This year, my family’s big Hanukkah celebration included the requisite latkes, applesauce, and sour cream, my aunt’s homemade challah, my dad’s blintz casserole, and a gift exchange. It also took place at 10 o’clock in the morning on the Saturday after Thanksgiving - about a week before Hanukkah actually began - and the main course was scrambled eggs. We kibitzed, we ate, we took pictures, and we opened presents - but we didn’t light candles, and we didn’t say prayers.
This somewhat nontraditional gathering was necessitated by the simple practicality that there was only one weekend when my cousins and I could all be in the same place. Still, it was a little strange. We did most of the important stuff, and we were together, which is what really matters, right? But the casual abandonment of some basic rituals I grew up with left me a little unsatisfied. It’s not like my family has ever been “religious,” per se, but religious rituals can signify a whole lot more than just the fulfillment of some centuries-old contract with an unseen God.

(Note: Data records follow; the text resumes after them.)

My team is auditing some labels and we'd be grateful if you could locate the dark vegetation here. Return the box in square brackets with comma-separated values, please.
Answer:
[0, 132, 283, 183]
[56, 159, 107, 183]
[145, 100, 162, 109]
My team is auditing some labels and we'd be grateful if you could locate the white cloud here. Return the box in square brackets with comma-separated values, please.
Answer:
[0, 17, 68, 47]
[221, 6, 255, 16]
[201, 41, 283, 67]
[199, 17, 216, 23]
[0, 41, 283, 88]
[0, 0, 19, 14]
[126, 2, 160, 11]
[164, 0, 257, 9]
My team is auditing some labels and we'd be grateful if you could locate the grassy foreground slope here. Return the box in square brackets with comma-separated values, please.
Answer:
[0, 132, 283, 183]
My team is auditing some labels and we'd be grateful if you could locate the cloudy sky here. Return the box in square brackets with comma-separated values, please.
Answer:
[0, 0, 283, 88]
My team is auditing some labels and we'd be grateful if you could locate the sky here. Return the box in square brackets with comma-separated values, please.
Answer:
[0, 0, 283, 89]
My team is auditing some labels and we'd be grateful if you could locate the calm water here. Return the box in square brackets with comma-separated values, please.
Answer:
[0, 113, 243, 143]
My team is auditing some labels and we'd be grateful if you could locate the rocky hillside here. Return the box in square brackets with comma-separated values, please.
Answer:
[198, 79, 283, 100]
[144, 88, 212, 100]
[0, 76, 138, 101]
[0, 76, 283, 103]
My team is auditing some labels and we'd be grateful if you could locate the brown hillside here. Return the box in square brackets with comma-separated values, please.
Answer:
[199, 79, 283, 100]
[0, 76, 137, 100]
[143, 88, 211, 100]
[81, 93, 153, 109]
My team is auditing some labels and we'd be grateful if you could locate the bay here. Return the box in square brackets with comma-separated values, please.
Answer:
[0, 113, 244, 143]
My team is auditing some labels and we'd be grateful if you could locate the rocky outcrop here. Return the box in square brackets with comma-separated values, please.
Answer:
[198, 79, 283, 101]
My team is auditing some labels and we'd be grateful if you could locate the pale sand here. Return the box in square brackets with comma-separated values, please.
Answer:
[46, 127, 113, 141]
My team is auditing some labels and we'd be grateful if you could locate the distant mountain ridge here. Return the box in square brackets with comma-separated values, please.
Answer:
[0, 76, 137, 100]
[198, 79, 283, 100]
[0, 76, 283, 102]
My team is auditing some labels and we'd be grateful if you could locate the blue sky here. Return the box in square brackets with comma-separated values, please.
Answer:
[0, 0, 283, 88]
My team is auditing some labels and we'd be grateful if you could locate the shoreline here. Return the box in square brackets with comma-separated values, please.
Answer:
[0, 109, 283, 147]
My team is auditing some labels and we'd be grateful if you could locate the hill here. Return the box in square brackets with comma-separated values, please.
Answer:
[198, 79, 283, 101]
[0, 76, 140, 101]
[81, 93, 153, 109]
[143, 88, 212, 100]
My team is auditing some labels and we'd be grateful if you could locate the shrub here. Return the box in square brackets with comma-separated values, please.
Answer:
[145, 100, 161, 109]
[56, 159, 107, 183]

I’m twenty-two years old - the baby of the Beertown crew. I first moved away from home a little over four years ago, and this year I moved even further, to take a job I barely understood in a city where I hardly knew anyone. My parents are living apart from each other while my mom goes to graduate school, my grandmother just moved out of the condo she had lived in for thirty years and into an assisted living facility, and about a week ago my dog had to be put down. Not lighting Hanukkah candles may seem like a pretty insignificant change in the scheme of things, yet I know if I had done it, even on my own, it would have been a comfort.
What role do rituals play in your life? What are the rituals of the community you grew up in, and how do you carry those rituals with you even as you leave that community behind?